ローブルズはまた、コンタクトスポーツなどのトラウマを経験する可能性のある運動は避けることをお勧めします。
妊娠後期に行う運動
あなたが長い間これにいるという現実が設定されると、次の数週間で落ち着きの感覚とエネルギーの増加にさえ気付くかもしれません。多くの女性は、これが最高の気分になる学期であると言います。そのため、フィットネスルーチンに集中するのに最適な時期です。
とはいえ、Roblesは、子宮が大きくなっているので、身体活動にもう少し注意する必要があると指摘しています。
Roblesによると、第2学期中に避けるべき活動には、ジャンプ、ランニング、バランス、または倦怠感を伴う衝撃の強い運動が含まれます。また、長時間仰向けになるような運動は避けたいと考えています。
最初の学期のエクササイズに加えて、狭いスクワット、片足のスクワット、広いスタンスのスクワットなど、いくつかのバリエーションをスクワットに追加することを検討してください。胸、上腕三頭筋、および肩を対象とする傾斜腕立て伏せは、この学期中に追加するもう1つの動きです。
コアの基盤が確立されたので、腹部が拡張するにつれてコアをトレーニングすることははるかに簡単な概念であるとケイツは言います。そして、この時期に物事がさらに変化し、成長し始めているので、彼女はしばしば、将来の母親が内腿と臀筋に特に焦点を当てて安定性の強さに取り組み続けることを勧めています。
傾斜腕立て伏せ
- 棚または手すりに面して立ち、両手を肩幅だけ離して表面に置きます。
- 背中をまっすぐにして、体を立った板の位置に戻します。
- 腕を曲げ、胸を手すりまたは棚に向かってゆっくりと下げます。
- 腕をまっすぐにして開始位置に戻します。
- 10〜12回の繰り返しを2セット行います。
股関節屈筋と大腿四頭筋のストレッチ
姿勢の変化により、ジェフコートは、第2トリメスターは、股関節屈筋、大腿四頭筋、腰、臀筋、ふくらはぎに焦点を当てたストレッチルーチンを開発するのに理想的な時期であると述べています。
重心が変化するため、腹部が前に倒れる傾向があり、股関節屈筋が短くなります。このエクササイズにより、妊娠中に安全にストレッチすることができます。
- 床の半分ひざまずく位置に移動します。右膝を床に置き、左足を前に置き、左足を床に平らに置きます。
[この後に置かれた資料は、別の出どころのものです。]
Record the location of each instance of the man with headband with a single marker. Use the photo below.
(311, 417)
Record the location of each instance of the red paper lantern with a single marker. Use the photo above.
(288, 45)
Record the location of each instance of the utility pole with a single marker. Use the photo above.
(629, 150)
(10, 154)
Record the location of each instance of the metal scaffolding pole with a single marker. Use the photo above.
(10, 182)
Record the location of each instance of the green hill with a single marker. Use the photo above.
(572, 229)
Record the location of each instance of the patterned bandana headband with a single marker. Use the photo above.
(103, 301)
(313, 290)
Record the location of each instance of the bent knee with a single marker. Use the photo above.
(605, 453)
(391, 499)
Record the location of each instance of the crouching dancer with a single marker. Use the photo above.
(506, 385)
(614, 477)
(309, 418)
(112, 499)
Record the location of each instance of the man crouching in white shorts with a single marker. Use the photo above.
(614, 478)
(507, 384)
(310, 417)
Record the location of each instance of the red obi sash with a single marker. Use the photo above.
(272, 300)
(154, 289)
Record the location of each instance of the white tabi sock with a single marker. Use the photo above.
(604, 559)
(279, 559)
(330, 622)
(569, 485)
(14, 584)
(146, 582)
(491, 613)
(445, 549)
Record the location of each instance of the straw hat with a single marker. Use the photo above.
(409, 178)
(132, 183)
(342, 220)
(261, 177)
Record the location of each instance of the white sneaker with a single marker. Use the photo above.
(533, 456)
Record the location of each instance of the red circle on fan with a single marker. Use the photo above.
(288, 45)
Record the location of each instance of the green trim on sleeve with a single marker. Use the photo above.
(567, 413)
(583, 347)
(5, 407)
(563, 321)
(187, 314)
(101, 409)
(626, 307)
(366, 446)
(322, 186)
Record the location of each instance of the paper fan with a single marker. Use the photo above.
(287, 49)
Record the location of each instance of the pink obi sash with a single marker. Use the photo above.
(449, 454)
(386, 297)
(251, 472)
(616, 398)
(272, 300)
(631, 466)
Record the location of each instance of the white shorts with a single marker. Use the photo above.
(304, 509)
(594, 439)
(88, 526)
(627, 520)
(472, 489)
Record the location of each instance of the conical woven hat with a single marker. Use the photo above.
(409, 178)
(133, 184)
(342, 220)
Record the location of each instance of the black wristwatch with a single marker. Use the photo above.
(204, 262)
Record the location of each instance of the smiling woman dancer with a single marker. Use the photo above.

- 姿勢を美しく背の高い状態に保ち、右腰と太ももの前でストレッチを感じるまで左足に向かって突進します。
- 30秒間押し続け、リラックスしてから、さらに2回繰り返します。
- サイドを切り替えて繰り返します。
横になっているレッグリフト
重心の変化に備えるには、バランスを取り、骨盤の安定化を助ける筋肉を強化することが重要です。
- 両膝を曲げて積み重ねた状態で、右側に横になります。
- 右側を床から少し持ち上げて、腰と床の間に小さな隙間を作ります。これはまたあなたの骨盤を平らにします。
- 左足をまっすぐにし、少し前に傾けます。つま先が床に向くように腰を回転させます。
- 足を持ち上げるのに約3秒かかるときに息を吐きます。 3秒間吸入します。足を持ち上げるときは、腰と床の間に作った小さな隙間をなくさないように注意してください。
- 両側で8〜15回の繰り返しを2セット行います。
マーメイドストレッチ
赤ちゃんが成長するにつれて、横隔膜と肋骨に圧力がかかり始め、痛みを伴うことがあります。
- 両膝を曲げて(または折りたたんで)、足を右に向けて地面に座ります。
- 息を吸いながら左腕を天井までまっすぐ持ち上げ、息を吐き、胴体を右に向けて横に曲げます。この例では、左側にストレッチが感じられるはずです。ゆっくりと深呼吸を4回続けます。左側に不快感を感じた場合、これがストレッチの方向になります。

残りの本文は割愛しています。